On the train this morning it's very quiet, with fewer people riding than usual. You'll hear one or two people talking about the "Attack on London" which of course leads to discussions about 9/11, but for the most part people are sitting quietly. The hum of the air conditioning, track noise and engine is interupted by the conductor, who beside making the normal station announcements, is also making a new one every ten minutes or so. "Please keep all personal belongings with you at all times. If you see anything that looks suspious please inform the conductor or a sheriffs officer immediately." This announcement was put in to circulation after the Madrid attack in march, but had seemingly fallen out of popularity and use. After the announcement is made, people are gathering their things closer to them. I carry a laptop bag and a backpack every day I have them right next to me, as to make sure there is no doubt that their mine. I kind of expect to get stopped and checked just because of their size, and I'll be happy to do so when asked.

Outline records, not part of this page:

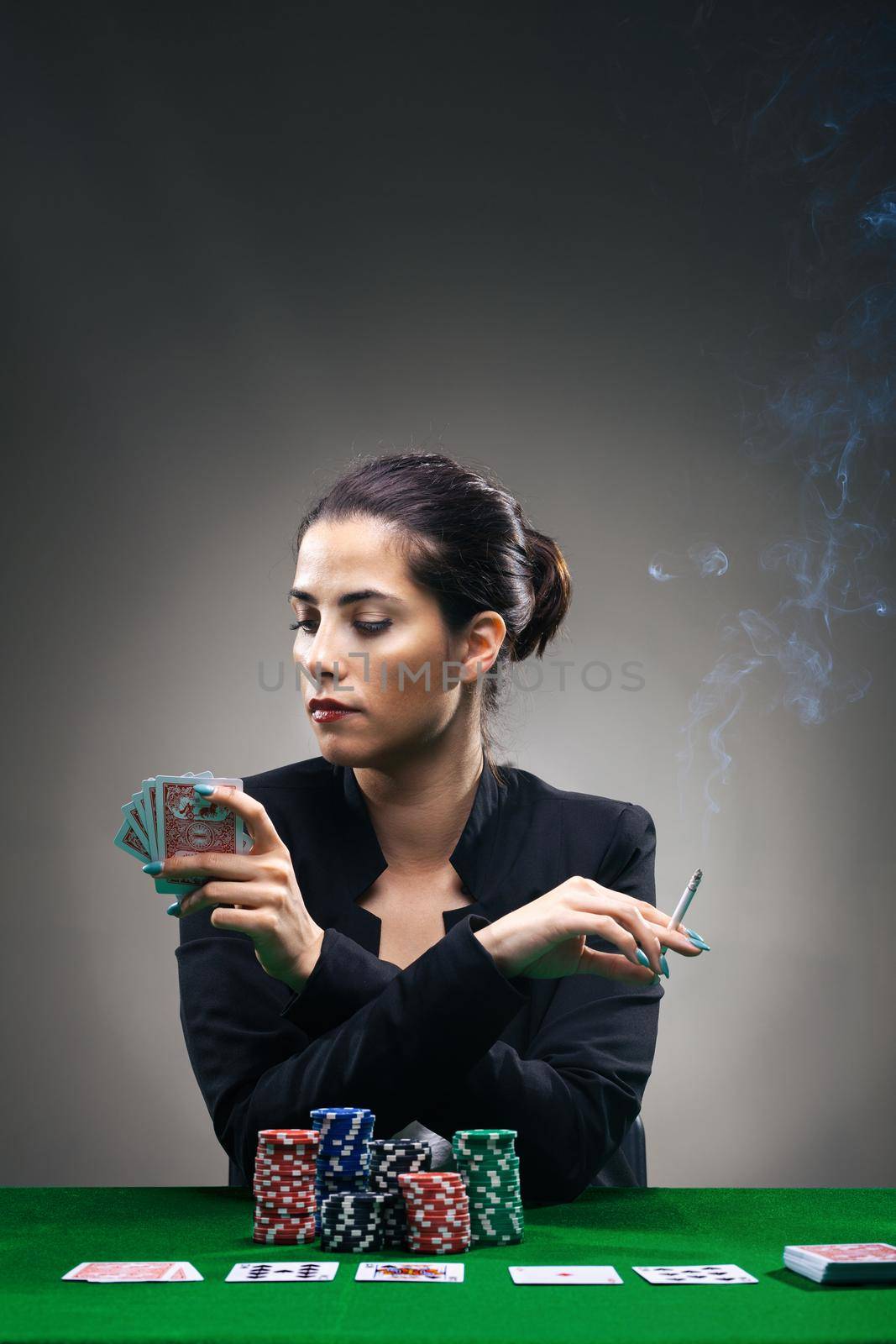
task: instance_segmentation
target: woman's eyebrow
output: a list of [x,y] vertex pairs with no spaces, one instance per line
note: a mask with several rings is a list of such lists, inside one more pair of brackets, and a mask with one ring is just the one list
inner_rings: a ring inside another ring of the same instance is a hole
[[[349,606],[349,603],[363,602],[368,597],[384,597],[391,602],[404,602],[404,598],[396,597],[394,593],[380,593],[379,589],[359,589],[357,593],[343,593],[343,595],[336,599],[336,605]],[[300,602],[310,602],[312,606],[317,606],[317,598],[312,593],[305,593],[302,589],[290,589],[289,601],[293,598],[298,598]]]

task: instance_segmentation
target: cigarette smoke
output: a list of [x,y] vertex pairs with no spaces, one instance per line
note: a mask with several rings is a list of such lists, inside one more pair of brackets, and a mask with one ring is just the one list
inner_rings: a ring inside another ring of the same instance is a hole
[[[756,555],[759,570],[778,578],[778,601],[725,617],[723,649],[681,728],[680,790],[696,750],[709,749],[704,847],[740,710],[783,708],[807,727],[823,723],[872,684],[850,659],[845,628],[893,616],[881,567],[893,526],[896,24],[880,11],[844,15],[766,12],[758,24],[746,8],[740,30],[727,15],[719,35],[708,3],[692,27],[709,114],[731,126],[744,180],[762,190],[774,177],[797,194],[793,218],[782,219],[787,285],[810,323],[823,314],[809,348],[780,353],[772,333],[750,333],[733,368],[742,450],[756,468],[774,462],[793,473],[794,508],[787,535]],[[721,546],[685,554],[686,562],[656,555],[650,577],[669,583],[696,567],[723,579],[728,570]]]

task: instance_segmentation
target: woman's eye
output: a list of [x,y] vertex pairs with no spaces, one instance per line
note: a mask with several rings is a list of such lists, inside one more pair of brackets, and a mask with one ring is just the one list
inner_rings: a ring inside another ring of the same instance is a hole
[[[356,630],[361,632],[361,634],[380,634],[383,630],[387,630],[388,626],[392,622],[391,621],[353,621],[352,624],[353,624],[353,626],[355,626]],[[290,630],[306,630],[309,625],[317,625],[317,621],[293,621],[292,625],[290,625]]]

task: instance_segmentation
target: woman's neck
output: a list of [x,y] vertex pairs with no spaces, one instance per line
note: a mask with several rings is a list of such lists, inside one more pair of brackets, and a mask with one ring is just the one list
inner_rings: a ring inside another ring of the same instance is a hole
[[466,825],[485,766],[482,746],[431,754],[400,770],[359,767],[355,777],[388,867],[415,876],[450,857]]

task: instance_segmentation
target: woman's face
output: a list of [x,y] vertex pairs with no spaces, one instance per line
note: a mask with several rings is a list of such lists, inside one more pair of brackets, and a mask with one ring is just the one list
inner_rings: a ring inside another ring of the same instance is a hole
[[[408,575],[390,530],[372,519],[314,523],[293,582],[302,698],[321,754],[336,763],[427,750],[461,704],[461,673],[474,681],[477,661],[480,675],[488,671],[504,637],[501,617],[485,613],[472,620],[472,633],[451,638],[435,598]],[[461,669],[453,659],[467,661]],[[357,712],[316,720],[312,702],[326,698]]]

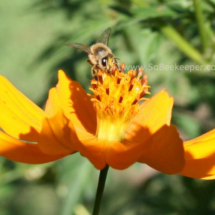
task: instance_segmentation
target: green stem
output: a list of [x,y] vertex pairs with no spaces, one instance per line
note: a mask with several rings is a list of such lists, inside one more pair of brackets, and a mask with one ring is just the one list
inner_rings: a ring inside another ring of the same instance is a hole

It's visible that security is higher. Instead of the normal metrolink marshalls checking for tickets, there are sheriffs offices doing sweeps of the cars after every stop. It's evident that they aren't worried about train ticket infractions. If you punched your ten trip or not seems kind of trivial today. At Union Station the security is even more evident. There are two sheriffs, or police offices at the end of each platform. Since the Madrid attack, there were always two to four on the platforms, but now each platform has it's own pair of officers. Its made even more poingant by the fact that some of them are wearing their tactical uniforms. There is also a K9 Unit, but that isn't exactly new. It's been showing up from time to time for a while now, so I wasn't surprised to see it. On the ride in to work yesterday I saw several police cars driving along the tracks inspecting them.
Talking with my Brother J this morning on the train ride in, he heard one of the "belongings" announcements over the phone and asked what that was about. So I told him about the announcment and the increased security. He said that he had seen that the homeland security warning for public transportation had changed to orange. He said knowing that made me feel better about me taking the train. I know my Beautiful Wife feels the same way. I asked her yesterday if she was nervous about me taking the train. She said "No, I think it will be okay". I think seeing the news this morning that shows all the added security made her feel better too.
It's interesting to look at the faces of my fellow passengers. They are reading and looking around, but you can see that the Attack is somethinng that we are all thinking about. I've talked with a couple people, and it's interesting to see the differences in attitudes. Some people are nervous, but the increased security seems to calm their fears. While other people felt it was there duty to be on the train today. One gentleman I talked with even said "Don't give them an inch, if you die on the train, you die on the train." He felt that his keeping his normal routine was a personal affront to the people who launched the attacks on London. All I know is I need to get to work on time, and I still rather take the train than drive in L.A. traffic.